Yesterday´s ritual was a ritual between friends and a true witchcraft moment. I had planned the big setup, but we ended up in a close conversation that consolidated a friendship meant for the rest of our lives.
The Tarot cards spoke of both positive and challenging times. I choose to make five readings where the Elements and Spirit/Akasha functioned as theme and thread of consistency throughout the ritual.
Everything on the main altar symbolized the Elements and Spirit/Akasha. Both the Tarot cards and the Witches´ Runes remembered me that I need to align myself to the current situation and to get in tune with the Elements and the spiritual aspects of life, death, and rebirth.
I did the readings alone, after the altar again resembled itself on an ordinary day. But the conversation that became the main ritual was both beautiful and mindfulness in its essence.
We helped each other when I worked with my pendulums that needed cleansing and calibration. And we talked about our experiences in life, especially the challenging ones.
She had made hibiscus tea, and I had bought a box of chocolate. There was patchouli incense, a healing crystal grid for her with a special gift, and full setup of appropriate corresponding altar items.
Our conversation created a unique atmosphere, impossible to transform into words. It completed my day to a point where I could feel freedom from anxiety again.
Two days now, I have taken a higher dose of my anxiety medicine. It is way too early to say anything about whether this works or not for me. But yesterday I felt free for the first time this spring.
I only had a few moments of mild discomfort and was even able to walk the little old, wise dog with a seven-year-old girl whose world changes so quickly that she needs help to get through a rough time.
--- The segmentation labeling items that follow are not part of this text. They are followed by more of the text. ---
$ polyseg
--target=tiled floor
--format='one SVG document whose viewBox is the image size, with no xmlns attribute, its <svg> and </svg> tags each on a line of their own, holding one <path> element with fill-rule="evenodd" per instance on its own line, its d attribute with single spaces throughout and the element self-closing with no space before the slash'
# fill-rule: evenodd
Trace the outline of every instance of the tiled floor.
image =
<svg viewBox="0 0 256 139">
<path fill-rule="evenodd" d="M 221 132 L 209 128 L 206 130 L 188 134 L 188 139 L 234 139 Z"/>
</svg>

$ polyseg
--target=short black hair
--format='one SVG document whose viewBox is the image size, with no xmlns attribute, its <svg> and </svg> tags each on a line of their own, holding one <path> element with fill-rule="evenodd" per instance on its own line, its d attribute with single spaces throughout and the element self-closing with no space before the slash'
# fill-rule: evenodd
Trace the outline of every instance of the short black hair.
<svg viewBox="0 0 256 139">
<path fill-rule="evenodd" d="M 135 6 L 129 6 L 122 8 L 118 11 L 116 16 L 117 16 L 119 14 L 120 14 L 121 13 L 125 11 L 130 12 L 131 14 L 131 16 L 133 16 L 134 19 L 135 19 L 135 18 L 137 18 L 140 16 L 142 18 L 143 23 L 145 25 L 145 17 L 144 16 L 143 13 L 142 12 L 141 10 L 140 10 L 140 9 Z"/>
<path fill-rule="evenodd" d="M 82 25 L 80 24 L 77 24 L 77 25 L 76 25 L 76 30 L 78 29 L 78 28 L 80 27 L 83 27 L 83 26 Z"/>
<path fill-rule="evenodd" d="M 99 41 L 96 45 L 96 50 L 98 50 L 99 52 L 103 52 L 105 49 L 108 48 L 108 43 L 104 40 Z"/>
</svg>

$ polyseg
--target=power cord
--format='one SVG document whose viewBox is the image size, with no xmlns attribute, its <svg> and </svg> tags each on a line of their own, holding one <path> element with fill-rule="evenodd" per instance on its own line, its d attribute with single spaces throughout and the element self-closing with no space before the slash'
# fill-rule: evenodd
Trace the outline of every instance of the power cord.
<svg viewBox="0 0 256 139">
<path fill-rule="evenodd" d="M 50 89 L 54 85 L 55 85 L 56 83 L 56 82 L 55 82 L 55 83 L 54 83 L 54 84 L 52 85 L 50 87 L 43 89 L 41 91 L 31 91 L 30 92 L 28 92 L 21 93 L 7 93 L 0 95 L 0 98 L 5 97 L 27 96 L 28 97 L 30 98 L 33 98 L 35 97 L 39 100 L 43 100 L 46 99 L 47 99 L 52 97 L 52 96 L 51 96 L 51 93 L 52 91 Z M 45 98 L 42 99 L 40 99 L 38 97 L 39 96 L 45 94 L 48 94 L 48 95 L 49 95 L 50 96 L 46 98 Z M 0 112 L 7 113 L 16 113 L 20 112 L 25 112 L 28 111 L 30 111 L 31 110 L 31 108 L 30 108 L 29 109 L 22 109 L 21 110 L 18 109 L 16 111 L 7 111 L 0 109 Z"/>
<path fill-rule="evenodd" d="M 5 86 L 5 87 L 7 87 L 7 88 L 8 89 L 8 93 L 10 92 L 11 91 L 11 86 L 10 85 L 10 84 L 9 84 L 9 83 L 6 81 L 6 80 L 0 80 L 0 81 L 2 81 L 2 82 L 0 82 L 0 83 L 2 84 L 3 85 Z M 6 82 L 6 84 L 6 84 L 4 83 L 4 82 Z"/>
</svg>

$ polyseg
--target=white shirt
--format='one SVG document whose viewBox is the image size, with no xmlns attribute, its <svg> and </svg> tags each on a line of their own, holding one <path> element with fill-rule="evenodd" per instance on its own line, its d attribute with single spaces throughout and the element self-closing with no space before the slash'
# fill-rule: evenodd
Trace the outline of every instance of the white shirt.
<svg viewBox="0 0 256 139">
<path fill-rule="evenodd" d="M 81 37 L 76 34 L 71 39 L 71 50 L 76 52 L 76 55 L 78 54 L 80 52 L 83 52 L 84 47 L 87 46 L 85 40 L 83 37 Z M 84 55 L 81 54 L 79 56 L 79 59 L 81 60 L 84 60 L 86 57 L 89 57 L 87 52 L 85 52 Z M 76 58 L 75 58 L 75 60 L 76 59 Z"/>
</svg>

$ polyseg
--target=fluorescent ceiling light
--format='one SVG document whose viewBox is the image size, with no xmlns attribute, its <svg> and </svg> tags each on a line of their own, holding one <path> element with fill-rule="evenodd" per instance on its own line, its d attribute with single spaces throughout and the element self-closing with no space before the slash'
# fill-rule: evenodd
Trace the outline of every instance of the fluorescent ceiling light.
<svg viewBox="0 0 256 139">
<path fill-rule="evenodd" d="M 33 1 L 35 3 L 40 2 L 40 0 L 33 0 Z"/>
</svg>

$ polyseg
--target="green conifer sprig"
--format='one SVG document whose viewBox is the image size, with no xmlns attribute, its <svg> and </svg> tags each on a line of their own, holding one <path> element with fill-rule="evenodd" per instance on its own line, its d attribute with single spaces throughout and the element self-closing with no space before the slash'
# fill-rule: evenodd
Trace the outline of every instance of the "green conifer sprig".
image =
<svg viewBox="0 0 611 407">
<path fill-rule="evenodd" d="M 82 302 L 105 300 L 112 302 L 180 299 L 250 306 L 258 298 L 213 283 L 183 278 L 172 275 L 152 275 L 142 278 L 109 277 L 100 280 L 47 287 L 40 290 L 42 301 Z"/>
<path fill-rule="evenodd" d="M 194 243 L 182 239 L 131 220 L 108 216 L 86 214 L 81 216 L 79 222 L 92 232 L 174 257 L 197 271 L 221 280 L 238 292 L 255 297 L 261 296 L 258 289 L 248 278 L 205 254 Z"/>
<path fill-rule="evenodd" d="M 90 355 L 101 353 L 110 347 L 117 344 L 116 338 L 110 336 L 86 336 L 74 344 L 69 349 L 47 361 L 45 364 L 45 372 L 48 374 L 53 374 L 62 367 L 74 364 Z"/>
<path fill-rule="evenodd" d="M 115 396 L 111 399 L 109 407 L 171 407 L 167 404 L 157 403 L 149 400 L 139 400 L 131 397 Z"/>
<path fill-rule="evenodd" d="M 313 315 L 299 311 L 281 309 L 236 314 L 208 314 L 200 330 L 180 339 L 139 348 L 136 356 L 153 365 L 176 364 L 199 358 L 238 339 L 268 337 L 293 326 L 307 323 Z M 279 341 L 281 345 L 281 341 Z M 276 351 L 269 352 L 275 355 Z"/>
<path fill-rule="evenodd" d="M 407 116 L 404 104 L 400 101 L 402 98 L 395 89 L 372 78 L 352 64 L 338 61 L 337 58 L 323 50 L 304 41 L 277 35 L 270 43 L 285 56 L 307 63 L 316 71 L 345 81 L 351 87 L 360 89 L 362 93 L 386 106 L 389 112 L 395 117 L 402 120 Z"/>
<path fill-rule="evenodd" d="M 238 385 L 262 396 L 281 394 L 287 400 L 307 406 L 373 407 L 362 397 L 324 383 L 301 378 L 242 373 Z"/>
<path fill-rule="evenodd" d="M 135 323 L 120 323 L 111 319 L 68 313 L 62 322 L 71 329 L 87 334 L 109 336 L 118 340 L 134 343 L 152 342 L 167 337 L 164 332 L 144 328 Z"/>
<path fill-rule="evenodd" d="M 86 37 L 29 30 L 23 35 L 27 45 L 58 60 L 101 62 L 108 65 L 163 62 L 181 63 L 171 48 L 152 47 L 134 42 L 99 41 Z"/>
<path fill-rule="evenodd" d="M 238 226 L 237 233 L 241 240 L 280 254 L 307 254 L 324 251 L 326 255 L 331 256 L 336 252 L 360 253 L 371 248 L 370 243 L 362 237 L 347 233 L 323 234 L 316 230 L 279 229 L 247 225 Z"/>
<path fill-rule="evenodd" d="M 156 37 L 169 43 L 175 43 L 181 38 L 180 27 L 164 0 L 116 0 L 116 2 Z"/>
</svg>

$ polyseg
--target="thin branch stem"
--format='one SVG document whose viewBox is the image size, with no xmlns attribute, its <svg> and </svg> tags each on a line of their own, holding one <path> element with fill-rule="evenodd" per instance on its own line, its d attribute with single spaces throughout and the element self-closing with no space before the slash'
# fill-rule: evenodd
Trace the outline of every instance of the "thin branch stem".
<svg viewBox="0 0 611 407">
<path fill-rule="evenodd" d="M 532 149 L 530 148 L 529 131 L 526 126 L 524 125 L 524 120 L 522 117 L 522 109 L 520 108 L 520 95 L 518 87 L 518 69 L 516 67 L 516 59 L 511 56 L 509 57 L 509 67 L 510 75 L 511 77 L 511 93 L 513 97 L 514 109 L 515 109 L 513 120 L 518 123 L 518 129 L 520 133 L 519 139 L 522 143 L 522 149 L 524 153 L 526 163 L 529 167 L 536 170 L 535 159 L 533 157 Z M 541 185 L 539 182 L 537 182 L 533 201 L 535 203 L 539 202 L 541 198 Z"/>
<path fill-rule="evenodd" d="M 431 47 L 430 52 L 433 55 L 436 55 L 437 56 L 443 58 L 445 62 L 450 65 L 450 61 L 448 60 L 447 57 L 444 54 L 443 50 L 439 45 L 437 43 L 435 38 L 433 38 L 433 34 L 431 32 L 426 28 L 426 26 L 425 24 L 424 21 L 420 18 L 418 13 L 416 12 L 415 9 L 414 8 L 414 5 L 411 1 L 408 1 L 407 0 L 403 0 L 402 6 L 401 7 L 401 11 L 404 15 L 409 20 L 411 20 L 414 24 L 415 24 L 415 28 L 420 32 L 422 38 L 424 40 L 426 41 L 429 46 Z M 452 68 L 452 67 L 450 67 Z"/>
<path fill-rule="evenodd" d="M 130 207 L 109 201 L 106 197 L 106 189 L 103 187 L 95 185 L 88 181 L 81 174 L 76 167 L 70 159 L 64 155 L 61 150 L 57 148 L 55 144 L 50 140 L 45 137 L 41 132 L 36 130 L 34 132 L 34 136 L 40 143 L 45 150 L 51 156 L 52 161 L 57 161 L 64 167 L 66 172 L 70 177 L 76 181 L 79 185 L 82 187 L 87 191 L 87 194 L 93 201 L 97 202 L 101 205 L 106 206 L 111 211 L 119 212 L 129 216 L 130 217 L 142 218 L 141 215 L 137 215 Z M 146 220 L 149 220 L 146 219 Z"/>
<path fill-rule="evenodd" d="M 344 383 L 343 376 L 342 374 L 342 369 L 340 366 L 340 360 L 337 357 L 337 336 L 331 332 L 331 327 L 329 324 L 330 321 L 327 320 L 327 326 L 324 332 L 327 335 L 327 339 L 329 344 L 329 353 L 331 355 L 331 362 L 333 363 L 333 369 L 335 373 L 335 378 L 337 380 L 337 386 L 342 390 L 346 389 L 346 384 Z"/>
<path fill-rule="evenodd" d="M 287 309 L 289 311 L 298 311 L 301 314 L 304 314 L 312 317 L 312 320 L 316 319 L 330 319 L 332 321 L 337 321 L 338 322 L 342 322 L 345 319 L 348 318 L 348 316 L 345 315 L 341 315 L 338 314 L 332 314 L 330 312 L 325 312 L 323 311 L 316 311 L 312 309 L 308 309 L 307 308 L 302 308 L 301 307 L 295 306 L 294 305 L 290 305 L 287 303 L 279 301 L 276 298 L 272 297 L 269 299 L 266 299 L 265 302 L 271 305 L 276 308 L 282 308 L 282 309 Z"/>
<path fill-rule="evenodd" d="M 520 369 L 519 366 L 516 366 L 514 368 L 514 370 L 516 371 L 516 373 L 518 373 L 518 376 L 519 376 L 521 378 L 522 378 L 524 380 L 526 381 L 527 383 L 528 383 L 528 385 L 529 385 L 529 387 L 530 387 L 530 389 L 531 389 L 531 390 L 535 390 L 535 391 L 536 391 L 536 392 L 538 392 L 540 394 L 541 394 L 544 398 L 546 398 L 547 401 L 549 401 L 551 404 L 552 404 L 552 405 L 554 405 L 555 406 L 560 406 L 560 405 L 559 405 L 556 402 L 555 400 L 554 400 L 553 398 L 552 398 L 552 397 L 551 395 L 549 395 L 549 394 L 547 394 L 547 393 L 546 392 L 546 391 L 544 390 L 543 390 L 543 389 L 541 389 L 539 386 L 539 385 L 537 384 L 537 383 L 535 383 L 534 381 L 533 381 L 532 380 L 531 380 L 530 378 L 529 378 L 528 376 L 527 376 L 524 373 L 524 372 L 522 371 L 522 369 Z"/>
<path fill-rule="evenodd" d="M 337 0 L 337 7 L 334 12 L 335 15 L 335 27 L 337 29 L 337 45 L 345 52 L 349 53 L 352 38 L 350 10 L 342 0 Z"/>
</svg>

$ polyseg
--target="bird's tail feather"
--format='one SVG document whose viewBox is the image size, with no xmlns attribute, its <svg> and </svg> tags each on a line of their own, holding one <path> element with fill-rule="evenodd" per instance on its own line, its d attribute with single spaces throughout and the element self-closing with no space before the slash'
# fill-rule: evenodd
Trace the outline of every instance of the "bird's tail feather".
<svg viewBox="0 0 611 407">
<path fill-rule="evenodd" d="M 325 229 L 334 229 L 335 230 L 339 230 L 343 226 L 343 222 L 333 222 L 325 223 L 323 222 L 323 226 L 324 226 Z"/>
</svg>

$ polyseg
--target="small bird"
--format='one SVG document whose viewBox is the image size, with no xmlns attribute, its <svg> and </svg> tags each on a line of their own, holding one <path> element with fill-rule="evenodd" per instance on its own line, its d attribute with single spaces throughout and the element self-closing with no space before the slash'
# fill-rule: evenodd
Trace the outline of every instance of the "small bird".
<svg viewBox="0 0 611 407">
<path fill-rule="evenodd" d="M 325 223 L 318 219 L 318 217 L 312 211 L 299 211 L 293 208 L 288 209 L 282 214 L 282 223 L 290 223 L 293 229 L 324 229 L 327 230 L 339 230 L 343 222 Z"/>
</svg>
Another death in my extended family, this time it is challenging to try to teach her to not fear death, but begin to learn that it is a fact that we all come to realize some day.
But so life-affirming to help her to both cry and laugh during one of our conversations that is becoming a tradition, something to look forward to, and a loving bond for as long as we are here on planet Earth.
And in our hearts, minds, and souls for ever.
Conversations like these teach me to listen before I speak, to be brutally honest in a beautiful way, and to dare to trust that I can control my shadow, my invisible strange anxiety friend.
Yes, friend, for I make a poor enemy. I fight to the bitter end, or I become a true friend to trust, to respect, and to share a strange harmony with. I´m the cautious type, so my new friend, anxiety, is yet to be treated as such.
I need to experience a couple of weeks before I more firmly can tell that the medicine has done its part. As for me, I work hard for finding back to the better me, the one who can handle being bipolar, right now at the creative, energizing, and high side of the scale between high and low.
It was a major victory day. The anxiety was tamed most of the day. Now, I enjoy the feeling of happiness, inner peace, a good health, and kindness surrounding me and bringing forth the best version of me instead of the depressed, anxious time period so long that I don´t need to spend as much as a second longer with it.
Conversations make a remarkable difference when the common ground is rooted in real-time friendship, genuine respect for complex personalities, and an extraordinary kind of caring love that is so rare in modern times.
Sharing life with my extended family is bliss. Beating anxiety is freedom. And to have a window to the world here is a privilege. For all of this I´m grateful.
May your weekend be filled with sunshine, happy moments, and inner calm, dear readers and followers. As we will it, so mote it be.